Tell the public defense community something about yourself?
“That’s doesn’t sound easy”
“Did you really hate your last job?”
“Is that even possible?”
“Finally”



These are the things I hear when I tell people I am the first Director of the Utah Indigent Defense Commission (UIDC), the state’s first effort to consider its indigent defense responsibilities. I am just bullheaded and sanguine enough to love my job and all the challenges and possibilities that come with this chance to change Utah’s public defense narrative to that values indigent defense services as critical to every aspect of criminal justice. I have spent almost my entire legal career in various aspects of Utah’s criminal justice system: working for district court judges, the attorney general’s office, and the Salt Lake County’s Legal Defender Association.     

Tell the community something about your organization?
Created in 2016, the UIDC is an all-volunteer group of 14 lawyers and one county commissioner. Utah’s historic approach to indigent defense services was to entirely delegate it entirely to local governments with no oversight or funding. Our statutory mandate covers appointed adult criminal, juvenile delinquency, and parental defense services. My staff of three, are the best. They are variously working on: juvenile court defense representation, collecting and analyzing indigent defense data, and creating/managing our state grant program. We have about $2 million in state money and a discretionary grant program with which to fix it all. Oh, and there is a pending ACLU lawsuit in federal court, arguing our Commission was not enough to fix the problems.

What are the major problems in public defense today?
There are national problems and there are Utah problems. Workloads are less of a concern when you consider Utah has attorneys with inactive licenses [making it unlawful to practice law] contracting with counties to provide indigent defense services, and at least two contract attorneys who have been convicted of theft for destroying orders of appointment and offering to do a “better job” defending indigent people if they could pay in money or guns. Utah has 29 counties, and 11 of them have fewer than ten attorneys and five of those have fewer than 5 attorneys. Throw in mountain ranges that separate courts by hours, and you have a complicated constitutional and geographic problem. Oh and 190|PLUS| Utah cities/towns prosecute criminal cases in their justice courts, making them statutorily responsible for providing indigent defense services. And while there are two county-level public defender offices, before the IDC was created, no two counties or cities had ever worked together to provide indigent defense services.
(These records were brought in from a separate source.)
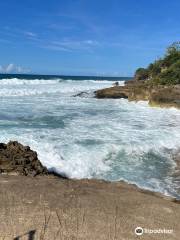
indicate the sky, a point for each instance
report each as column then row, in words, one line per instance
column 85, row 37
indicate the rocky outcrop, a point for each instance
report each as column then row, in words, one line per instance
column 164, row 96
column 17, row 159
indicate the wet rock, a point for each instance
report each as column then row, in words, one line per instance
column 20, row 160
column 163, row 96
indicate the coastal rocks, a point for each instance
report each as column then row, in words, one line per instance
column 17, row 159
column 164, row 96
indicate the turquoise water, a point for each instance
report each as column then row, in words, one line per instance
column 112, row 139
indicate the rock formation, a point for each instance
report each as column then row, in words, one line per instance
column 19, row 160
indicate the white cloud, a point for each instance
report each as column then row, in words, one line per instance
column 30, row 34
column 12, row 68
column 70, row 45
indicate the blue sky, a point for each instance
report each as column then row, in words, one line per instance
column 85, row 37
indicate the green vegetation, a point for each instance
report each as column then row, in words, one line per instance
column 165, row 71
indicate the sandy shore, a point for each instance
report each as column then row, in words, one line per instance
column 50, row 208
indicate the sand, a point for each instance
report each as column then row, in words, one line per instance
column 48, row 208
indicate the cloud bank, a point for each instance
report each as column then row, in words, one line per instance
column 12, row 68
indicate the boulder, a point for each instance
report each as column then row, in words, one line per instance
column 20, row 160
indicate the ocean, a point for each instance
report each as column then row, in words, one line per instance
column 85, row 137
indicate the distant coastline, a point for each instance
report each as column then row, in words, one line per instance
column 64, row 77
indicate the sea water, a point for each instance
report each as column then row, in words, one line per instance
column 85, row 137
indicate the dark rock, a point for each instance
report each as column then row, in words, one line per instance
column 21, row 160
column 163, row 96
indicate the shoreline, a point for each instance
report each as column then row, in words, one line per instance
column 82, row 209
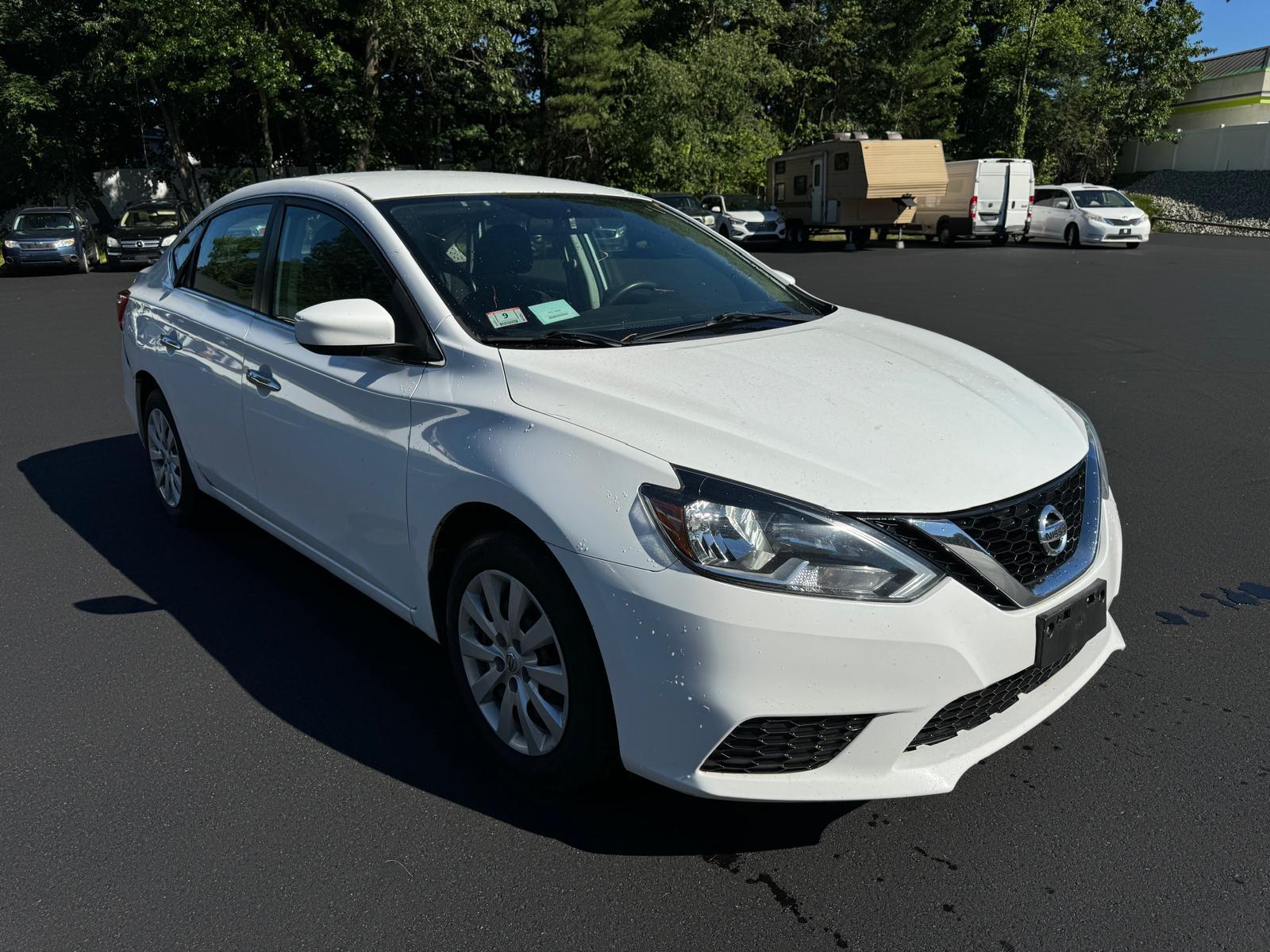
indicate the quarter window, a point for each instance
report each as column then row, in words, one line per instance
column 229, row 254
column 321, row 259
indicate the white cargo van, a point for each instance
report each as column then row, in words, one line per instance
column 986, row 198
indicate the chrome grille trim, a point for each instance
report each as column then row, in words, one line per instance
column 958, row 543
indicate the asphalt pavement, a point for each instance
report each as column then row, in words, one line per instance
column 207, row 742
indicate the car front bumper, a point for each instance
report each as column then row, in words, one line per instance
column 143, row 257
column 690, row 658
column 44, row 258
column 1099, row 234
column 746, row 232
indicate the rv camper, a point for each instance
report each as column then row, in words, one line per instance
column 854, row 183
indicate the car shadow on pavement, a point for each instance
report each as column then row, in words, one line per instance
column 348, row 673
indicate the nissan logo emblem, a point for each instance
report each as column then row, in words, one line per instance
column 1052, row 530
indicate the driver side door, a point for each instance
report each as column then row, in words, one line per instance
column 328, row 435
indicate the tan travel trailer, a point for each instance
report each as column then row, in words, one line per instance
column 854, row 183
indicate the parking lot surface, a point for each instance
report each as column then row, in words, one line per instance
column 207, row 742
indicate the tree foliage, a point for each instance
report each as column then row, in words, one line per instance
column 648, row 94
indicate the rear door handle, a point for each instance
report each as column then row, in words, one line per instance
column 264, row 380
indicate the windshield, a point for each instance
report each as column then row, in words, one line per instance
column 518, row 268
column 149, row 219
column 685, row 203
column 1100, row 198
column 35, row 221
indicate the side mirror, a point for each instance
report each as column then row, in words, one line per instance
column 344, row 327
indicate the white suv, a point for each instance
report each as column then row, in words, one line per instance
column 664, row 508
column 1079, row 213
column 746, row 219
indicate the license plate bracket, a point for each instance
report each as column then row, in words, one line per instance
column 1066, row 630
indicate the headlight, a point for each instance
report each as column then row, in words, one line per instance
column 1098, row 447
column 749, row 537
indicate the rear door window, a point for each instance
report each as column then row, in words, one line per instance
column 229, row 254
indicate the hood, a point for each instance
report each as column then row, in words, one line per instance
column 851, row 413
column 756, row 216
column 152, row 232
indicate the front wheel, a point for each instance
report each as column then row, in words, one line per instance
column 527, row 664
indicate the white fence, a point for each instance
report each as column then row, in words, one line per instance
column 1225, row 149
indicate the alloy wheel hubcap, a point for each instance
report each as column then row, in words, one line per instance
column 514, row 663
column 164, row 457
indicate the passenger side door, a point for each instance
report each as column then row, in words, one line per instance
column 328, row 435
column 197, row 333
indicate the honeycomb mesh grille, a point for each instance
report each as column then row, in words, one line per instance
column 975, row 708
column 1007, row 530
column 784, row 744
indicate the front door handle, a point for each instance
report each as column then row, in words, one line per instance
column 264, row 380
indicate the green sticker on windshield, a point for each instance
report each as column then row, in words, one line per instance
column 552, row 311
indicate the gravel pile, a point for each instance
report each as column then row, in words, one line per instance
column 1210, row 197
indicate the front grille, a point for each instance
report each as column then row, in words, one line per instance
column 1007, row 530
column 975, row 708
column 784, row 744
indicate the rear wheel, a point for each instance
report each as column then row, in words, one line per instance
column 527, row 664
column 178, row 497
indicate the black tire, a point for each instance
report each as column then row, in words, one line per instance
column 586, row 754
column 190, row 501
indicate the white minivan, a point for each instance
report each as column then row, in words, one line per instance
column 1079, row 213
column 987, row 198
column 664, row 508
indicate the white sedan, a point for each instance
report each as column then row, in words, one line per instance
column 772, row 550
column 1081, row 213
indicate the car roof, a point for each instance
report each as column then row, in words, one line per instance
column 378, row 186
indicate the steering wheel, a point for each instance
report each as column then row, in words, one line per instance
column 615, row 296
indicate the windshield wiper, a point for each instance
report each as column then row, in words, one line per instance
column 719, row 321
column 558, row 336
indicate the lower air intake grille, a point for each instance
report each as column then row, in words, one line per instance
column 977, row 708
column 784, row 746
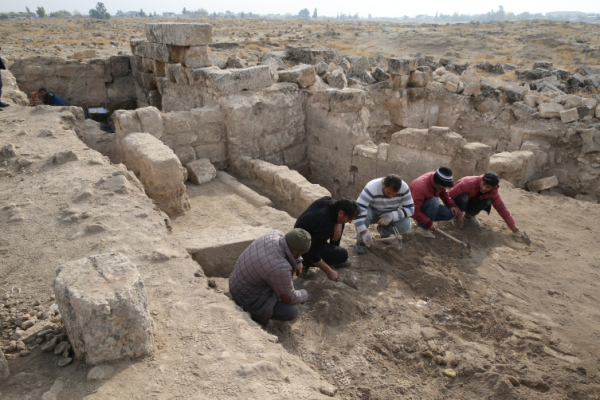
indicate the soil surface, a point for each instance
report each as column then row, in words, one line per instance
column 521, row 43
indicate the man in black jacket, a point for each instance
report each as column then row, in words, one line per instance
column 2, row 66
column 324, row 220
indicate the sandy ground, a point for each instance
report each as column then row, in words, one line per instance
column 520, row 43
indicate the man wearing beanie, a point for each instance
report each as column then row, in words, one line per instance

How useful has NAPD been for you and your organization?
Very. Especially for the connections to people who have ideas and experience reforming aspects of indigent defense that I hope to be able to recreate in Utah.

What would you like NAPD to focus on in 2018?
Creating opportunities to hear from a wider variety of voices in public defense: like people who are finding creative solutions to systemic problems through grants in Texas, or the people working to fix a failed first attempt at public defense reform in Indiana, or those who are effectively using data to achieve legislative support for public defense.  We are not a monolith, but a diverse and progressive group of individuals with a common goal and many different ways of achieving it.